Now researchers in the laboratory of Marius Wernig, MD, have shown that cells enter a previously unknown transition state identified by unique cell surface markers during their transition to pluripotency.
“This was completely unexpected,” said Wernig, associate professor of pathology at the School of Medicine and a member of the Stanford Institute for Stem Cell Biology and Regenerative Medicine. “It’s always been assumed that reprogramming is simply a matter of pushing mature cells backward along the developmental pathway. These cells would undergo two major changes: They’d turn off genes corresponding to their original identity, and begin to express pluripotency genes. Now we know there’s an intermediary state we’d never imagined before.”
The research was published in the April 1 issue of Nature. Wernig is the senior author of the research; graduate student Ernesto Lujan and postdoctoral scholar Eli Zunder, PhD, are the lead authors.
The researchers collaborated with others in the laboratory of Garry Nolan, PhD, professor of microbiology and immunology, to conduct the study. They used a technique developed in the Nolan lab called single-cell mass cytometry to analyze the expression of cell surface molecules on individual cells during the reprogramming process, and they grew individual cells separately in 96-well plates to ensure they were observing the orderly progression of events from just one ancestor cell.

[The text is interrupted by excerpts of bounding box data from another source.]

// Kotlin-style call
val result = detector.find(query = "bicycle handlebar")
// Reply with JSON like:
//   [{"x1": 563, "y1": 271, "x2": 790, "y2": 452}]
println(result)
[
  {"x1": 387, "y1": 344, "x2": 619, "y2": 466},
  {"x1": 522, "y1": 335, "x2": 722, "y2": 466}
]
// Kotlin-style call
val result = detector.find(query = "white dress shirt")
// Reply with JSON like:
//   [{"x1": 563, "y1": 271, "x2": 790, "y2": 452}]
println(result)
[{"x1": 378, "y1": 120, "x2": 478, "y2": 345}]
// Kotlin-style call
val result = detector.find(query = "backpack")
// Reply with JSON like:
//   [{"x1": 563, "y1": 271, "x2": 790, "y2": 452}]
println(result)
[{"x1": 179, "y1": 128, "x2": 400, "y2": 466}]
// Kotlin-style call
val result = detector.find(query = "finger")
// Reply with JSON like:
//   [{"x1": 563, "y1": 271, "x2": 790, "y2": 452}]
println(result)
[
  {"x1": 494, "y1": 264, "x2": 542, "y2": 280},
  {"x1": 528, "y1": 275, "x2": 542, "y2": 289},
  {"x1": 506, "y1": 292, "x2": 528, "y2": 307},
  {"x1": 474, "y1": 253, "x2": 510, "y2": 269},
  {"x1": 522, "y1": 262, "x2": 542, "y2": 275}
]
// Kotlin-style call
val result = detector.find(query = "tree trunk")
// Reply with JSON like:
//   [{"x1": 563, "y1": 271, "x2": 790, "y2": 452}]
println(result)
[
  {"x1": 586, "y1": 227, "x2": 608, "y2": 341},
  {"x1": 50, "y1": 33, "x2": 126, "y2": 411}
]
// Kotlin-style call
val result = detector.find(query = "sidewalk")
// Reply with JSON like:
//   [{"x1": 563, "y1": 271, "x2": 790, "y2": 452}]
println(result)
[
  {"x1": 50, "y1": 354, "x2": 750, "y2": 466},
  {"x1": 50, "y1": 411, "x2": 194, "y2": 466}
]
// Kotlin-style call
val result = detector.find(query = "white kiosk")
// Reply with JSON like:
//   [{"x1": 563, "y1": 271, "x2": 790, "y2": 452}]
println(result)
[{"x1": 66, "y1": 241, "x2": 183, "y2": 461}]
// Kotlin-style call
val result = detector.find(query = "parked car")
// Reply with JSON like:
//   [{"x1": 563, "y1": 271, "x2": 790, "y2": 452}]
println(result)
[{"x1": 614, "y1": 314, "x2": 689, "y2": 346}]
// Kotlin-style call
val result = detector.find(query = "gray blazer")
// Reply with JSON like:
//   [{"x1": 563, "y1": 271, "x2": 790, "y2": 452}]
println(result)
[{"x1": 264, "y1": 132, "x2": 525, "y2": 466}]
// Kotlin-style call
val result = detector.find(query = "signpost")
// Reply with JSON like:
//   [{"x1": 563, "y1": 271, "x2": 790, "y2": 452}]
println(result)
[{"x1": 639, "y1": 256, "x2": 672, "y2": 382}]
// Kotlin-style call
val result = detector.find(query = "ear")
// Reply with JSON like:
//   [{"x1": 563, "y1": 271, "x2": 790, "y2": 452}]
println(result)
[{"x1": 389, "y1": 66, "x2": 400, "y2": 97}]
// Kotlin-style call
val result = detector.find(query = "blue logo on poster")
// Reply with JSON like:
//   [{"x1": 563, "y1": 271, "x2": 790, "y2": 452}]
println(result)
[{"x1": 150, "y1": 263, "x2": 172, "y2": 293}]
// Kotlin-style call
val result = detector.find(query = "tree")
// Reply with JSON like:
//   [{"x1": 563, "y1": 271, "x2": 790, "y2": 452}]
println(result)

Nolan, who is the Rachford and Carlota A. Harris Professor, and Wernig are also members of the Stanford Cancer Institute.
Achieving pluripotency
Pluripotent stem cells, by definition, can give rise to any cell in the body. Although embryonic stem cells are naturally pluripotent, induced pluripotent stem cells are created by scientists from existing adult cells, such as skin or blood. These iPS cells are easier than embryonic stem cells to come by and they match the genetic background of the person from whom they were obtained.
Lujan and Zunder found that, early in the reprogramming process, cells express proteins on their surfaces that are different from those found on either fibroblasts (the starting cell type) or fully reprogrammed iPS cells. Those proteins include CD73, CD 49d and CD200. When they looked more closely at this population of intermediate cells, they found that the cells were expressing genes for the transcriptional regulators Nr0b1 and Etv5 well before they began to express other genes such as Rex1, Dppa2, Sox2 and Nanog known to be involved in the acquisition of pluripotency.
“Previously we’ve assumed that cells undergoing reprogramming are simply retracing their developmental steps. Now we can say with high certainty that this is not the case,” said Wernig.
We’re learning more and more about how cells accomplish this really unbelievable task of reverting to pluripotency.
Much remains to be learned, however. It’s not clear, for example, what exactly Nr0b1 and Etv5 are doing in the cells early during reprogramming. “It’s clearly important, however,” said Wernig. “This program is absolutely necessary for the cells to achieve pluripotency.”
In addition to learning more about what happens in reprogramming, the researchers believe that isolating cells with intermediate-stage cell surface markers may help increase reprogramming efficiency for cell types that typically resist the transition to pluripotency.
“We’re learning more and more about how cells accomplish this really unbelievable task of reverting to pluripotency,” said Wernig. “Now we know that the cell biology of this process is novel, and this intermediary state is unique.”
Additional Stanford authors are graduate student Yi Han Ng and high school student Isabel Goronzy.
The research was supported by the California Institute for Regenerative Medicine, the National Science Foundation, the New York Stem Cell Foundation and Stanford’s Child Health Research Institute.
Stanford’s Institute for Stem Cell Biology and Regenerative Medicine and the Department of Pathology also supported the work.